纯黑的剑身破空刺向听雨楼主的胸口,听雨楼主单手一翻接住了剑身,另一只手运作了内力向苍夕的胸口拍去。
情急之下,苍夕硬生生的抬手接下这一掌。内力的突袭让苍夕翻飞了出去,以剑支地稳住了身形。另一面,听雨楼主徒手接下苍夕的一剑,一只手已经受伤不能再用,强行用受伤的手会令整只手臂都废掉。
两边局势相当,一边受了内伤,一边废了一只手,谁也没有得到便宜。苍夕喘息着,体内血气不停地翻腾。不稍片刻,一口淤血吐了出来。

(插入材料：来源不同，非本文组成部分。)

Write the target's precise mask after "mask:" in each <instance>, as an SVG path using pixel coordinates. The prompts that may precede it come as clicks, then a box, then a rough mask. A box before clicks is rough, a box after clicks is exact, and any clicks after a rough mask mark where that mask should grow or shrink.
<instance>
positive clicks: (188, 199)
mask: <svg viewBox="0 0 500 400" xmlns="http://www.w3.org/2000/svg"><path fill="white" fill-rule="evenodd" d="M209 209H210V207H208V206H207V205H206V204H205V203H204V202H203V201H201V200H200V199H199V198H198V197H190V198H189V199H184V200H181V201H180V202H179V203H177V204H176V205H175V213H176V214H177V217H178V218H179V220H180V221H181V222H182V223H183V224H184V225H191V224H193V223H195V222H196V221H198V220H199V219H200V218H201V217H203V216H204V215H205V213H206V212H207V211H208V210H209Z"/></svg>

“玄的武功真是大有长进,居然能生生的接下我一掌,真是了不得”听雨楼主啧啧称奇道。
苍夕冷眼看着自己曾今的主子,紧紧握着手中的剑。
“啊呜”远处的山上传了一阵狼嚎,在血液里显得特别的凄厉。经过一声狼嚎后,山上接二连三的响起了狼嚎。
是狼群
苍夕紧张的看向山顶,希望语姿不要出什么事
狼群来的速度很快,只是一炷香的时间,便已经到了山下来到了苍夕身边。无数头灰狼把苍夕和听雨楼主团团围住,一双双莹绿的眼睛贪婪的盯着他们。
突然狼群分了开来,从灰色的狼群中傲然走出一只白色的狼。狼的全身都是纯粹的白,但它的眼睛却是诡异的钴蓝色。
从狼群的态度中苍夕断定了这只狼便是狼王,而且这只狼给了他一种无比熟悉的感觉。似乎在哪里见过。
白狼缓步走到苍夕身边,高傲的昂着头看着苍夕。苍夕低头与白狼对视,一瞬间似乎想起了什么,对白狼点了点头,转身离去。
听雨楼主被狼群为住一时间也不敢轻举妄动,只得看着苍夕一步步远去而不能拦。有些恼怒的看着眼前高傲的白狼,听雨楼主眼里一闪而过的杀机。
当苍夕赶到崖顶的时候,语姿已然开始发烧了。全身的血液仿佛都沸腾了起来,人也像踩在棉花上一样,一深一浅。迷糊着眼看着各不相让的两名男子,语姿心里不禁有些动容了。但是利用与背叛狠狠的牵扯着语姿的心,心中涌出的无力感深深击垮着语姿憔悴的心。
黑影一闪,苍夕已经来到语姿身边。看见语姿憔悴的面容,苍夕一把抱住语姿。感到语姿身上滚烫的温度时苍夕吓了一跳,伸手一摸语姿的额头才知道是感了风寒。